I know my own approach, “Turn it Down”, works, as I have led teams through it. But I have likewise seem what seems like 90% of the software projects succeed very well at precisely the opposite end game approach. I like my approach better, and know people who strongly agree with me, but I also know how to read the look on the face of someone who really needs the end game energy. For the longest time, I was convinced they were just wrong, and would see it my way were they to live through a project done that way… but the fact is it just won’t work for them. They prepare differently the entire project. The wake up and go to work with a different motivation. They respond to problems differently.

Saturday, October 17, 2009

The fun of working together.

I am currently focused on finding and eliminating periodic latency spikes in our product. Pages are rendering pretty fast in general, well within our goals, but we still are not meeting goal on overall speed. There are moments of slow performance where a page for 97% of the day will be very fast, and then will suddenly start taking 10-20 seconds to render for periods lasting several minutes. Speed in this case is a reliability problem.

Up until recently we had been making a lot of progress looking for single operations on the back end that crossed resource budget thresholds. For example, if a database query was hitting the disk too heavily we filed a bug. This worked well for a while, but as we got closer and closer to goal, and as we filed lots of these kinds of bugs, it became more difficult to choose which ones were causing the biggest problem.

I wrote a tool to discover the time periods when pages were rendering more slowly. I specifically wrote it to count and measure clusters - how many clusters of slowness in a day, how slow did it get, how many requests are in the cluster, how long did the cluster last, etc. I told others about it.

We formed a team of three testers and two developers to look at these slow clusters on a daily basis. Each day is given to a member of the team and that person tries to discover the cause of the slow requests.

This is the part where working together is fun. We are inventing our diagnostic method as we go, and every day someone on the team comes up with a new cool way to find the cause of problems. Someone might say "There was a one hour period two days ago where all the requests were about 20 seconds long. The CPU wasn't heavy on either the web server or the database. The disk didn't look busy. What do I do next?" What happens then is this cool back and forth of ideas and creativity. People start writing new test tools, database queries and such to find the cause, or to show many times the problem is causing slow requests.
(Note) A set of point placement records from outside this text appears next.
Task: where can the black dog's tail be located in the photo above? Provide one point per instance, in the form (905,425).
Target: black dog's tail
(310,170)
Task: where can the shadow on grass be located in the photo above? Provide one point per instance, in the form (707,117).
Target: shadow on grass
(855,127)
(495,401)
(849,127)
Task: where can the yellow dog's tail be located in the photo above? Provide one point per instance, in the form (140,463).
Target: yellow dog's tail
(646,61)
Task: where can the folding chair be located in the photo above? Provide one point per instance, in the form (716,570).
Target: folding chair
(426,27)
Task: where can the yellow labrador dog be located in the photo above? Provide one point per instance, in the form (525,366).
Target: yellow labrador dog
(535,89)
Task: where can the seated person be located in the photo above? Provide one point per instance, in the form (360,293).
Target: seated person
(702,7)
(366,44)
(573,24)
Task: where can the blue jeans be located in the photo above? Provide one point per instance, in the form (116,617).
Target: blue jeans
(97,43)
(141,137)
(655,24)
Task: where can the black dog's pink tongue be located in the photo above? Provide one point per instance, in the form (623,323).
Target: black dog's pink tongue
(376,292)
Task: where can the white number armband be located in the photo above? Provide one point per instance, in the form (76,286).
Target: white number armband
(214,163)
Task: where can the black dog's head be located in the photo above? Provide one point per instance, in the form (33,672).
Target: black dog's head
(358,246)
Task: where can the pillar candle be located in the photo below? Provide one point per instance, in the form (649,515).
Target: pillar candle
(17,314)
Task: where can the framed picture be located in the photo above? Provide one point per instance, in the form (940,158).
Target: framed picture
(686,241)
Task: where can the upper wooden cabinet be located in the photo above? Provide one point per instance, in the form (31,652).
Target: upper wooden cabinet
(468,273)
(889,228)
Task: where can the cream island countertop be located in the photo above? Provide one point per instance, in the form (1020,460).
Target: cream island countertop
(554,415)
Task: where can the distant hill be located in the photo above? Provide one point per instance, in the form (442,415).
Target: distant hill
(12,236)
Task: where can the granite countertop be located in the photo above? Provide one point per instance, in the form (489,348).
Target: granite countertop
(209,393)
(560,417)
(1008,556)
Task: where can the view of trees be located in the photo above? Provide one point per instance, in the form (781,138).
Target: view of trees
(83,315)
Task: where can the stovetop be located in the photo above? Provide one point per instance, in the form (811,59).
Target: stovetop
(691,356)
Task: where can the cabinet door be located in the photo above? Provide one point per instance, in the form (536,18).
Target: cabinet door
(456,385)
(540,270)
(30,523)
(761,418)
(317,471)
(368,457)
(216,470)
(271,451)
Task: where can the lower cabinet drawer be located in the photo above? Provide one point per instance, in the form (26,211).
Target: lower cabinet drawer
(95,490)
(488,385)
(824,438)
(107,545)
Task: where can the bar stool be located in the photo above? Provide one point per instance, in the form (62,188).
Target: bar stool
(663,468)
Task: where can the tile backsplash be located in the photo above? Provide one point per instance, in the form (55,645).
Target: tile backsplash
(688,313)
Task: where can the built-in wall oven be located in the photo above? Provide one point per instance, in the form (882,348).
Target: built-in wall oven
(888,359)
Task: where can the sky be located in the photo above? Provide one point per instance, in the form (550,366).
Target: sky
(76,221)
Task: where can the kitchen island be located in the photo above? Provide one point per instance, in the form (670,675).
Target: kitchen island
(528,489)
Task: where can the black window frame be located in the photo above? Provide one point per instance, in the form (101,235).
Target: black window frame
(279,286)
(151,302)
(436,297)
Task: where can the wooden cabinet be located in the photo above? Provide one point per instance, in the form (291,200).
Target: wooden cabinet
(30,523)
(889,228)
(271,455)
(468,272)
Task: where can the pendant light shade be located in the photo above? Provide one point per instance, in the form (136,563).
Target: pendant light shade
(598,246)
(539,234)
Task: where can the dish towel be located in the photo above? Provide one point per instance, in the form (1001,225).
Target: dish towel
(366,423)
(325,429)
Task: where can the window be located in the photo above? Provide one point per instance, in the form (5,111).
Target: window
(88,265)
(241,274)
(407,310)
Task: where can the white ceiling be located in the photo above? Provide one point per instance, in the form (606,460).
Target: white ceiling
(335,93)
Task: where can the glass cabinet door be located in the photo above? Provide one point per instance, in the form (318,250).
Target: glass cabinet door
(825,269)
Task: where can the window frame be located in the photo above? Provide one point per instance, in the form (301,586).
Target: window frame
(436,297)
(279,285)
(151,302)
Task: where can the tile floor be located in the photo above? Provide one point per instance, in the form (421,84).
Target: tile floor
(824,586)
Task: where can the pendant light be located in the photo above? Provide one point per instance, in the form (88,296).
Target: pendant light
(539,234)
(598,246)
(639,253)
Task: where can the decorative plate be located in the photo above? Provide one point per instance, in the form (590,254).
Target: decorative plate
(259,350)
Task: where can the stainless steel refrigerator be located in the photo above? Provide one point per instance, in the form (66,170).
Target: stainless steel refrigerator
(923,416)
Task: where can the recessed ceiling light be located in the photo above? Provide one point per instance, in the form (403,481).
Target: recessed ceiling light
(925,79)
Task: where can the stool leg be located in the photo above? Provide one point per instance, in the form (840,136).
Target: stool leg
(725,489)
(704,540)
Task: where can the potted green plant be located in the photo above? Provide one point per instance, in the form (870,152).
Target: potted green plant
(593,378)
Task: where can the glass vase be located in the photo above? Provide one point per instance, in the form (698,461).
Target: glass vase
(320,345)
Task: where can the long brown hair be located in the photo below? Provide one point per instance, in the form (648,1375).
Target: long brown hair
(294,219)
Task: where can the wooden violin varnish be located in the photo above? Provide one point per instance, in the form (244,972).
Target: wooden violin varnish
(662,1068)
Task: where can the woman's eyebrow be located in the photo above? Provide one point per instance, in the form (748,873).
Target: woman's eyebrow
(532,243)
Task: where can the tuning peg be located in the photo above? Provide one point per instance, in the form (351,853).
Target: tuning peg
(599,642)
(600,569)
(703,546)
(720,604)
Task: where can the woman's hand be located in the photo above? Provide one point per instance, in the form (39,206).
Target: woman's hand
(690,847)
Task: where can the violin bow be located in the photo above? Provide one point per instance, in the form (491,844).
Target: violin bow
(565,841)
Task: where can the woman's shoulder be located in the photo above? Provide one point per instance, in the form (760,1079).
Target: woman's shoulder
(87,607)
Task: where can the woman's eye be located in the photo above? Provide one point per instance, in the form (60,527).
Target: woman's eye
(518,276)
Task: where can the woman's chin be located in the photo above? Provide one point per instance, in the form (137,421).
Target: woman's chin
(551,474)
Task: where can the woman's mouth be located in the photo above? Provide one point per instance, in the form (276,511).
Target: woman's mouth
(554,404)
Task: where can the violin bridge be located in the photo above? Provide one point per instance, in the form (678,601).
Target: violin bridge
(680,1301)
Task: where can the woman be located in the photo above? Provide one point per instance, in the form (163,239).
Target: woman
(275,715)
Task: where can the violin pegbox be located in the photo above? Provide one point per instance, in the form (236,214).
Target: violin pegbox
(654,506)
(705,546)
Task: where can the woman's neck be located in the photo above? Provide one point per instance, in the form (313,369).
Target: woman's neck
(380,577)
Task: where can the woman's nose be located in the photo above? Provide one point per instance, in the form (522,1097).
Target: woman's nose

One example - a tester reporting to me wrote a query that extracts every time a specific event occurs on the server. He then lines that event with the slow performance events my tool identifies. Doing that he was able to say "this event account for 75% of the slow performance time periods on these two days.", which helped us decide whether or not to accept the code fix. Likewise, we had another fix whose effectiveness we wanted to evaluate before we put into the product. We installed the fix on our private production server, and compared frequency of the event before and after. Indeed the event frequency dropped, as did the correlated slow periods.

It is this rapid back and forth of creativity that makes working with people fun. A part of me wants to build the whole solution - have every idea, be the guy on everything. But another part of me really enjoys watching a group of people take an idea I had and make it even bigger and better.